Ailem 1915 Ermeni soykırımı sırasında büyük zorluklar yaşadı. Dedemin erkek kardeşleri, kız kardeşleri, annesi ve babası Türkiye’nin doğusunda Amed (Diyarbakır) yakınlarındaki köylerinde açıktan katledildi. (Dedem bn.) O sırada yaklaşık 7 yaşındaydı.

Soykırım nedeniyle dedem anavatanını terk etmek için Suriye’ye kaçmak zorunda kaldı. Bir Arap köyündeki tek Kürt aile olan yaşlı bir Kürt çift tarafından sahiplenildi.

Büyükbabamla birlikte binlerce Ermeni aile, Birinci Dünya Savaşı sırasında aşağılayıcı askeri yenilgilerle günah keçisi ilan ettiği bir azınlığa karşı radikal Türk-milliyetçi hükümet tarafından gerçekleştirilen sistematik soykırımdan kaçmak için Suriye’ye kaçtı. Türk işgali altındaki (Batı -bn) Ermenistan’dan Suriye çölündeki ölüm kamplarına yapılan bir dizi katliam ve zorunlu yürüyüşlerde 1,5 milyona yakın Hıristiyan Ermeni azınlık mensubu hayatını kaybetti.
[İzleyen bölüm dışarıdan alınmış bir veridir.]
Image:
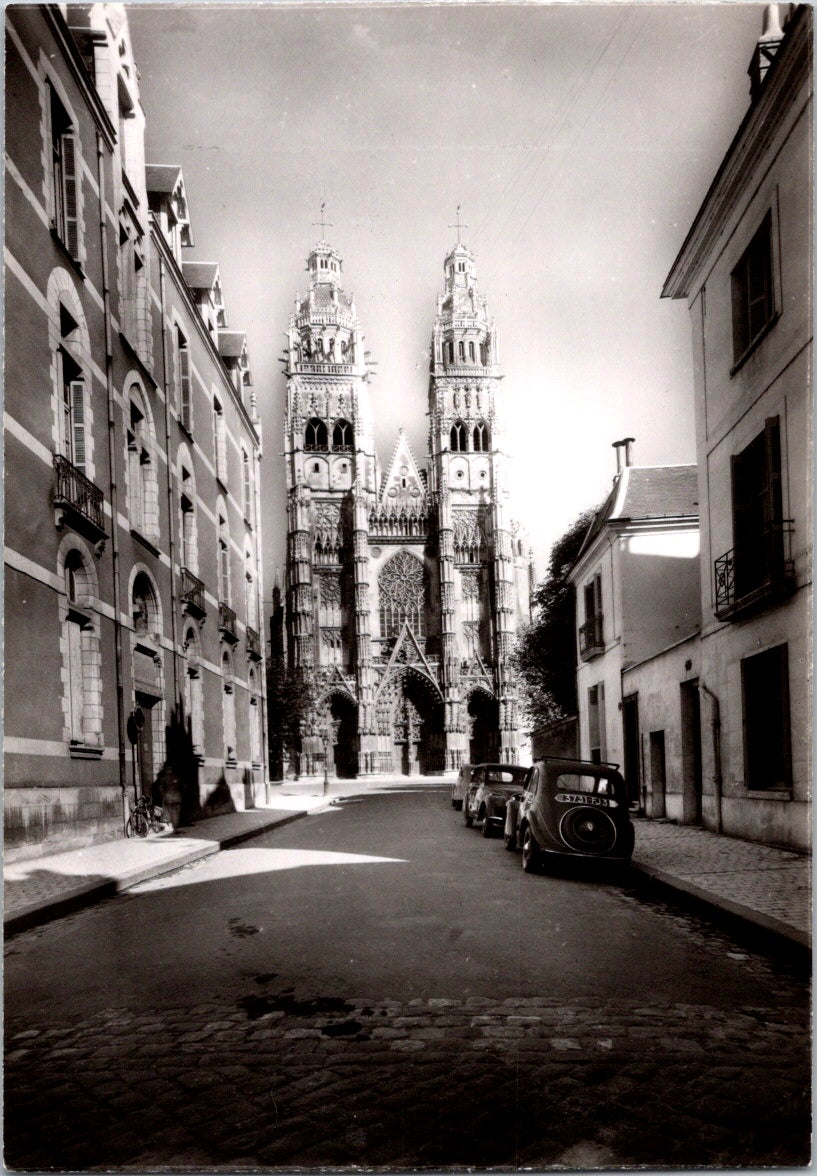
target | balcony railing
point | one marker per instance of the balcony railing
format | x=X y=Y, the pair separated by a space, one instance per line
x=591 y=636
x=75 y=493
x=227 y=622
x=253 y=645
x=749 y=580
x=192 y=594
Bugün Ermeni Soykırımı’nın 104. yıldönümünde, Suriye’de IŞİD ile mücadeleye öncülük eden koalisyon olan Suriye Demokratik Güçleri içinde ilk Ermeni taburunun kurulduğunu duyurduk. 104 yıl önce meydana gelen soykırımın bugün farklı kisvelerle devam ettiği bilgisinin yüküyle, her türlü zulme karşı direnecek bir öz savunma gücü oluşturduk.

1915’te Türkler, “Ermeniler dinsizdir. Neden İslam’ı kabul etmiyorlar?” Tıpkı IŞİD gibi bir soykırım gerçekleştirdiler. Onları Rusya durdurmadı, Almanya durdurmadı, Fransa onları durdurmadı.
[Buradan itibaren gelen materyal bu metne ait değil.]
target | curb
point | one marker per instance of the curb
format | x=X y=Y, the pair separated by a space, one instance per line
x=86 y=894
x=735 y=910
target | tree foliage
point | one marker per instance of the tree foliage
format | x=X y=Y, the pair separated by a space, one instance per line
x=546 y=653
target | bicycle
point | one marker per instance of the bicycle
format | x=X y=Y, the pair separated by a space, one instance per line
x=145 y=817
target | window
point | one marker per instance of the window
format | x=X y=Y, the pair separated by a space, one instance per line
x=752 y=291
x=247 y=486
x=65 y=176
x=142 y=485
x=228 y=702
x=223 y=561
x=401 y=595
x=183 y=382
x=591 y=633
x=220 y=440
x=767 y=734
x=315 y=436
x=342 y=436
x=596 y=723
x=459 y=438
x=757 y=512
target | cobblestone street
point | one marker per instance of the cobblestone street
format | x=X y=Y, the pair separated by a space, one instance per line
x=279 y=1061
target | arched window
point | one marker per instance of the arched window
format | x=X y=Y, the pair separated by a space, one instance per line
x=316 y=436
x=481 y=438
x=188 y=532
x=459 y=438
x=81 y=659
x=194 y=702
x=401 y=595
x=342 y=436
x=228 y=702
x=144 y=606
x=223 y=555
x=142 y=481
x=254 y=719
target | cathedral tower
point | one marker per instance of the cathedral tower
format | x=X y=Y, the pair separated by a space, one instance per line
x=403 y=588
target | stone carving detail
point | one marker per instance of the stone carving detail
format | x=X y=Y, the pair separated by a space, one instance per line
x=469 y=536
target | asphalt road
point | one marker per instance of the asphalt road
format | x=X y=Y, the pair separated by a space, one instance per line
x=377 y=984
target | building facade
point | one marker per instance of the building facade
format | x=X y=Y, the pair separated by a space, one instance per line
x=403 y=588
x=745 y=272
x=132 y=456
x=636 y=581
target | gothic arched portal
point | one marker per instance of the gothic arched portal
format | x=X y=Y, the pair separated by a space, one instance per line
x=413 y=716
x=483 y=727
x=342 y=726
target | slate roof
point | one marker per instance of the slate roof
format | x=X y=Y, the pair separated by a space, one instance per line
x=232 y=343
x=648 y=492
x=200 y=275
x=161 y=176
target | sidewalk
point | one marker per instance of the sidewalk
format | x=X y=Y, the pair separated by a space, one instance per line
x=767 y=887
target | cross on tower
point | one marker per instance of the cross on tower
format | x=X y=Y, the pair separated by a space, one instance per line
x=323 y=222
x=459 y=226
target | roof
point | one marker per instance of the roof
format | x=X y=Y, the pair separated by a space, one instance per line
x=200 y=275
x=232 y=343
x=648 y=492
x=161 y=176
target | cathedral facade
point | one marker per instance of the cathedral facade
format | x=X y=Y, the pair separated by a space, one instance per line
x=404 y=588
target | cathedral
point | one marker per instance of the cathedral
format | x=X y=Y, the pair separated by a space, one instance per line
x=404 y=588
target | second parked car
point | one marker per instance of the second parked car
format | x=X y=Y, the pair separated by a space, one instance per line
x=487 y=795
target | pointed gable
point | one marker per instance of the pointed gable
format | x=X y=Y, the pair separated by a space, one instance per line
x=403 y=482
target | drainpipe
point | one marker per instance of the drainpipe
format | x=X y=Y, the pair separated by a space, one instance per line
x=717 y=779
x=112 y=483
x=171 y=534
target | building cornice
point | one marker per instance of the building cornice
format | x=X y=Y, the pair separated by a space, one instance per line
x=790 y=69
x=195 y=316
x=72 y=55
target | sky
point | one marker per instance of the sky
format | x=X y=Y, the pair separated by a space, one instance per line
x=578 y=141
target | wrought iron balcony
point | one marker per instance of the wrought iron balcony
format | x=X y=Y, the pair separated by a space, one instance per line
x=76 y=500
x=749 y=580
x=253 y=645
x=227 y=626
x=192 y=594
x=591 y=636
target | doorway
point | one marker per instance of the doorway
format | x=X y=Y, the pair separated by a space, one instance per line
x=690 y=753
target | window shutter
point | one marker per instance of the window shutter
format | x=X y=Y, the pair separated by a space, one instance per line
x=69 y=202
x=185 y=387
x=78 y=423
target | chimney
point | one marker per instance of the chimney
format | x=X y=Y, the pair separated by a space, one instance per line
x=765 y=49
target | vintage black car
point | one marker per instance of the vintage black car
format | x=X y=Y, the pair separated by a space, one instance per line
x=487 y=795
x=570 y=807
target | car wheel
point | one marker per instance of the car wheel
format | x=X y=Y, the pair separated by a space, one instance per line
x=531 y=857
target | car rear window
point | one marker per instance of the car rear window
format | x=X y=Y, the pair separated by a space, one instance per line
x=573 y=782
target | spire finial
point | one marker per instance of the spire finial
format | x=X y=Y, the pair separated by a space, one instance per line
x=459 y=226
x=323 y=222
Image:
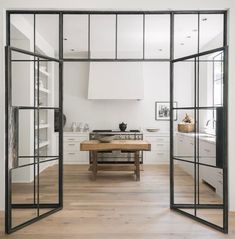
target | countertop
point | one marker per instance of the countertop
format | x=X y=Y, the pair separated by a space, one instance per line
x=202 y=136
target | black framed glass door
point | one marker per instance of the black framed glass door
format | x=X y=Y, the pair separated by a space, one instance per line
x=33 y=150
x=198 y=170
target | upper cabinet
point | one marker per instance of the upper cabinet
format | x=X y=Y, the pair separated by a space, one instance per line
x=130 y=36
x=102 y=36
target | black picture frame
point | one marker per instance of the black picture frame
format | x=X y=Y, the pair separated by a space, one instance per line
x=164 y=107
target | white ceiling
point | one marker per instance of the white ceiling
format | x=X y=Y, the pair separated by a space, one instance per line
x=130 y=34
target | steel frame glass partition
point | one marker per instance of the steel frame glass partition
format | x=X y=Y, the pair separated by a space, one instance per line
x=116 y=58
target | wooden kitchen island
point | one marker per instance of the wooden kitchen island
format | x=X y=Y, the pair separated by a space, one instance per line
x=94 y=146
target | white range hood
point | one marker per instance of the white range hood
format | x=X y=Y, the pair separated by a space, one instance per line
x=116 y=80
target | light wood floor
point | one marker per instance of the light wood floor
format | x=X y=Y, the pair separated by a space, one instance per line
x=116 y=206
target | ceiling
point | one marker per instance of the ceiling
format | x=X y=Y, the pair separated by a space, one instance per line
x=130 y=34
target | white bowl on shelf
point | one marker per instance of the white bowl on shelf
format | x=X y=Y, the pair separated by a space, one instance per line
x=152 y=130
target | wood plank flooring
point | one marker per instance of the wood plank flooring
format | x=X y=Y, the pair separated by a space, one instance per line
x=115 y=206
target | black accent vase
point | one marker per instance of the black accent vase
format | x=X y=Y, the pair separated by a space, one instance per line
x=122 y=126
Bir asır sonra IŞİD, Türkiye ile tamamen aynı şeyi yaptı. Süryani bir Hıristiyan köyüne ulaştıklarında Süryanileri öldürdüler. Sincar’a vardıklarında Ezidileri sırf Müslüman olmadıkları için öldürdüler.

Ermeni Taburu (RIC) üyeleri

1915’te Suriye’ye kaçan Ermenilerin çoğu Arap toplumuna girdi ve siyasi muhalefetin ve dini veya kültürel azınlıkların şiddetli baskısıyla desteklenen güçlü bir Arap devletinin kurulmasına odaklanan Baas rejiminin düşüncesini benimsedi. Suriye halkı haksızlıklar altında yaşarken, rejim Orta Doğu’daki en zengin hükümetlerden biriydi.

Ermeniler, egemen sistemle işbirliği yapmaktan başka alternatif olmadığına inanıyorlardı. Bugüne kadar biz Suriyeli Ermeniler düşüncemizi bu baskıdan kurtarmak için mücadele ediyoruz. İnsanlar “biz Ermeniyiz” diyorlar ama Ermeni olmanın ne demek olduğunu bilmiyorlar.

Ermeni Taburu’nun eğitim çalışmasından

2011’de Suriye devrimi özgürlük temelinde başladı, ancak yolunu kaybetti. Otoriterliğe ve kana susamış rejime karşı bir hareket olarak başladı, ancak terörist gruplar kısa sürede insanları katletmeye ve özgürlüğü yok etmeye başladı. Halkın evlerini gaspetme, yağma özgürlüğü: Muhalefet arasında yayılan “özgürlük” fikri buydu.

Devrim 2012’de bir iç savaşa dönüştüğünde, biz Ermeniler IŞİD’e, El-Nusra Cephesine ve Ceyş el-Hurr’a karşı mücadeleye katıldık. Suriye’deki tüm terörist gruplara karşı savaştık. QSD mensupları olarak Kürt ve Arap yoldaşlarla omuz omuza savaştık ve bu mücadeleye devam edeceğiz.

Şimdiye kadar SDG’de Kürt, Arap ve Süryani Hıristiyan birimleri vardı, ancak Ermeni birlikleri yoktu. Fikir vardı, ancak Suriye’de kalan az sayıda Ermeni ve çevremizde yaşanan kriz nedeniyle zordu. Bir araya gelmemiz bir yılımızı aldı. Şimdi hem kendimizi korumak hem de kim olduğumuzu hatırlamak için SDG’de ilk Ermeni taburunu oluşturmaya başladık. Tek bir üye ile başladık ama binlerce kişiye ulaşacağız.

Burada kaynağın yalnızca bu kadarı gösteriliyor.